Plitt graduated from Baltimore City College with honors, and in 1891 received the Graduate degree in Pharmacy (Ph. G) from the Maryland College of Pharmacy. In 1921, the degree of Doctor of Science was conferred upon him by the International Academy of Science.[2] He lived in Baltimore, Maryland his entire life.

For more than 36 years, Charles Plitt taught botany and general science in the public schools of Baltimore and for his last twenty years at Baltimore City college. During a portion of this time, Plitt served part-time as a member of the research staff of the Maryland College of Pharmacy. Upon becoming chairman of that institution, he gave up teaching in public schools.[2]

Beginning in the 1890s, Plitt became an avid collector of plants and lichens.
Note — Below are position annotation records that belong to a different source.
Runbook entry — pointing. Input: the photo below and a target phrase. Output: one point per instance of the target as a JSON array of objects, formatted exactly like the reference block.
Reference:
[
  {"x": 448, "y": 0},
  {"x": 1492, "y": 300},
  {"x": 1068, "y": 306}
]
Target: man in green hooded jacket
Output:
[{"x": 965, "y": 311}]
He led Saturday afternoon trips around the Baltimore area to botanize and instruct others interested in plant identification. He called these botanical excursions "tramps". Plitt kept accurate notes on each of these trips and eventually accumulated enough data to fill 29 volumes. According to The Sun, a Baltimore newspaper, he made 3,153 tramps between 1899 and 1922. (Sipple 1999) These journals are a priceless record of the varied species of plants which once grew in habitats now buried beneath urban landscapes.[3]
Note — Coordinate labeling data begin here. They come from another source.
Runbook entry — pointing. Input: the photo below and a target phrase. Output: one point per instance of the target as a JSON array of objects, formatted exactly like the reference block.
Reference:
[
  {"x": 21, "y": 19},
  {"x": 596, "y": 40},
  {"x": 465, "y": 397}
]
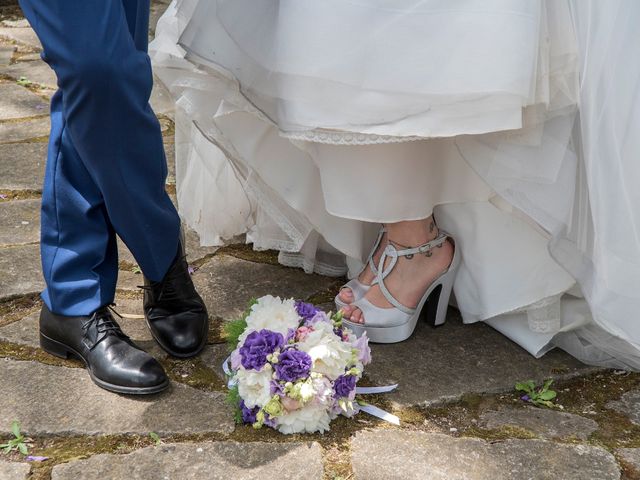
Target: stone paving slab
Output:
[
  {"x": 629, "y": 405},
  {"x": 19, "y": 222},
  {"x": 24, "y": 35},
  {"x": 14, "y": 470},
  {"x": 544, "y": 423},
  {"x": 204, "y": 461},
  {"x": 36, "y": 71},
  {"x": 49, "y": 400},
  {"x": 25, "y": 130},
  {"x": 444, "y": 363},
  {"x": 6, "y": 53},
  {"x": 631, "y": 459},
  {"x": 20, "y": 271},
  {"x": 406, "y": 455},
  {"x": 226, "y": 284},
  {"x": 25, "y": 331},
  {"x": 18, "y": 102},
  {"x": 22, "y": 166}
]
Irwin Murray Brodo, a world authority on the identification and biology of lichens, reported that Plitt had a private collection of over 10,000 lichen specimens. This collection was estimated to be the third largest at the time. (Brodo 2000) In 1908, Plitt gave a talk to the Sullivant Moss Society which was meeting in Baltimore, and a year later published an abstract of this talk in The Bryologist. (Plitt 1908) Apparently some of the specimens that he used for that talk were found by Charlie Davis in little glass boxes in the archives of The Natural History Society of Maryland.[4]